Have you ever tried to sketch a map of your neighborhood? If you did, what would you include? What would your students include? What do you consider the center of your neighborhood? What bounds it?

David Sobel, in Mapmaking with Children: Sense of Place Education for the Elementary Years, discusses a developmental approach to children’s understandings of maps and geography. He argues that if children begin with what is closest to them, mapping their own world first, they will then better understand more distant maps of time and place.

Before introducing historic maps, consider having your students begin with what they know. Have them draw their own neighborhoods and narrate their own stories of place.

Beers Atlas maps are very detailed maps of New England counties and towns from the late nineteenth century. These maps include the names and locations of residents and businesses as well as the locations of schools, churches, and cemeteries. In addition to maps, the county atlases provide statistical information, engravings of important businesses, town histories, and biographies of prominent citizens. Many of these atlases can be found in local libraries and historical societies; they are rare and should be treated with care. Some can be found online at: HistoricMapworks where you can also layer historic maps on top of modern versions. You can purchase Beers maps at www.old-maps.com.

Print out a map of your town or, better yet, go to your local library and make a clean photocopy from the actual atlas if they have it. Then enlarge the map and cut it apart along the school district lines to make a puzzle. Hand each small group of students a puzzle piece using the following procedure.

Hand out Beers Puzzle Pieces

OBSERVE DETAILS

  • Look in silence
  • Find geographical features 1 by 1.
  • Color river and water features blue; mountains green and make a key
  • What cultural features can we find? Color schools red; churches yellow; railroads orange.
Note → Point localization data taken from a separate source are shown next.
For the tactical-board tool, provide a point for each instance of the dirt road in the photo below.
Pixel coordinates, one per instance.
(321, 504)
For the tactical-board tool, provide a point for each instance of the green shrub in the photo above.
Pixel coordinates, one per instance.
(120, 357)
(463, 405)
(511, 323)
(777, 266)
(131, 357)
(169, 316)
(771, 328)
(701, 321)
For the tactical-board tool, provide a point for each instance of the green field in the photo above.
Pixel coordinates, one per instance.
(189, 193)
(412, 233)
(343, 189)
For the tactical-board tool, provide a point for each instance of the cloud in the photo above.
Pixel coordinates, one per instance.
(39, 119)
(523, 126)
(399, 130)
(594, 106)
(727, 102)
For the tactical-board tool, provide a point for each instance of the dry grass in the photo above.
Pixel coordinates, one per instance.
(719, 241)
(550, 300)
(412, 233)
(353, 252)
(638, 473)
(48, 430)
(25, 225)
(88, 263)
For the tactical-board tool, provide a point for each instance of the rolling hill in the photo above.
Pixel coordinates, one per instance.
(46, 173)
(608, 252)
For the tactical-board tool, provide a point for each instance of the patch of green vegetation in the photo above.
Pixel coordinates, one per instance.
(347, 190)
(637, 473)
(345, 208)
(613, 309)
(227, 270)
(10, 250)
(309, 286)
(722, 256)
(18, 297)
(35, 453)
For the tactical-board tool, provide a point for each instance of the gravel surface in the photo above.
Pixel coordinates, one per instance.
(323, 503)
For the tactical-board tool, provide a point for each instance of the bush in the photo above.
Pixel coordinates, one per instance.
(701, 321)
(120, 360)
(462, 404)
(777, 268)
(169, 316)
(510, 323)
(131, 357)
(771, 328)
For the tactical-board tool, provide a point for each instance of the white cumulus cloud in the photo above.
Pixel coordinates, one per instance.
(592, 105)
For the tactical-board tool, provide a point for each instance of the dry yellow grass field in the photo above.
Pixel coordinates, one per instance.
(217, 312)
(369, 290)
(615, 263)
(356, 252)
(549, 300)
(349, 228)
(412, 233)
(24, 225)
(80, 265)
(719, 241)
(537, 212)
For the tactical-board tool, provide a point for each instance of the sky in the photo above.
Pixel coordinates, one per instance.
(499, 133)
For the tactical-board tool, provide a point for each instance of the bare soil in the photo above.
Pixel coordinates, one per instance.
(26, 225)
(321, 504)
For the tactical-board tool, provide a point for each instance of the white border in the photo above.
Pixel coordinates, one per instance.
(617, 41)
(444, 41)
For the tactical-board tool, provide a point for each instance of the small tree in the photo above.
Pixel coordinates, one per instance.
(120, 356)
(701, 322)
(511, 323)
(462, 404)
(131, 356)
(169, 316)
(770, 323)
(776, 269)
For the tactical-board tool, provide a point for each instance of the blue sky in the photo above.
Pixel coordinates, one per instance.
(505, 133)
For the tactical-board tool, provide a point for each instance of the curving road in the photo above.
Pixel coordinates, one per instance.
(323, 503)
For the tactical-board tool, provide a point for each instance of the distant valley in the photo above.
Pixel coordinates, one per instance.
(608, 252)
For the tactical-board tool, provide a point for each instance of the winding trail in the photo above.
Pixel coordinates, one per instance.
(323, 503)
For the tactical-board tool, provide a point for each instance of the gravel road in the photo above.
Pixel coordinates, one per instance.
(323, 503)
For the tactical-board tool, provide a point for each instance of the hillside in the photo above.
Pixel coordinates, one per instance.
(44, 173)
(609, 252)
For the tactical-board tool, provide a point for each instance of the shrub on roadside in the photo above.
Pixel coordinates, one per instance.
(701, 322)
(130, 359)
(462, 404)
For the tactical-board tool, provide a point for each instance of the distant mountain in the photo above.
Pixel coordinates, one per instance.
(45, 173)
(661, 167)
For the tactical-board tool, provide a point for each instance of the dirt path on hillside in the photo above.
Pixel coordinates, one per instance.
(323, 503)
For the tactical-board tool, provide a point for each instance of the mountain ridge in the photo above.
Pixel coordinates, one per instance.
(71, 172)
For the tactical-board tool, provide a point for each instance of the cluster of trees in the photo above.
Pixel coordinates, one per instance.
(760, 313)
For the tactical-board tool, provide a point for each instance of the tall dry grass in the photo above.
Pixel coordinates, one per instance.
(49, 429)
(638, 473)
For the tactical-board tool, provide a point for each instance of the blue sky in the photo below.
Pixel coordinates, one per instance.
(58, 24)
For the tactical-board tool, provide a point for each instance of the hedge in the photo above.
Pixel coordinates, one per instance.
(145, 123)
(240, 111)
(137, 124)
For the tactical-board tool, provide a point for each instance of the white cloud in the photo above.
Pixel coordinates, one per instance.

Add to the key.

ANALYZE THE PIECES

  • What is at the center of the puzzle piece? Anything there? Lead them toward seeing that the centers of the neighborhoods usually have a school or church. Why is that?
  • Choose a name/home. Trace a route to school.  Would a child need to go over/through major geographical features to get to school?

INTERPRETATION

  • Put puzzle pieces together. What town is it?  Where is the school today? Where do students live? How would you trace route to school today?
  • Look at businesses. What businesses are in this town? What sort of trading would be going on? Where’s the general store?
  • How have neighborhoods changed?
  • How does geography relate to settlement?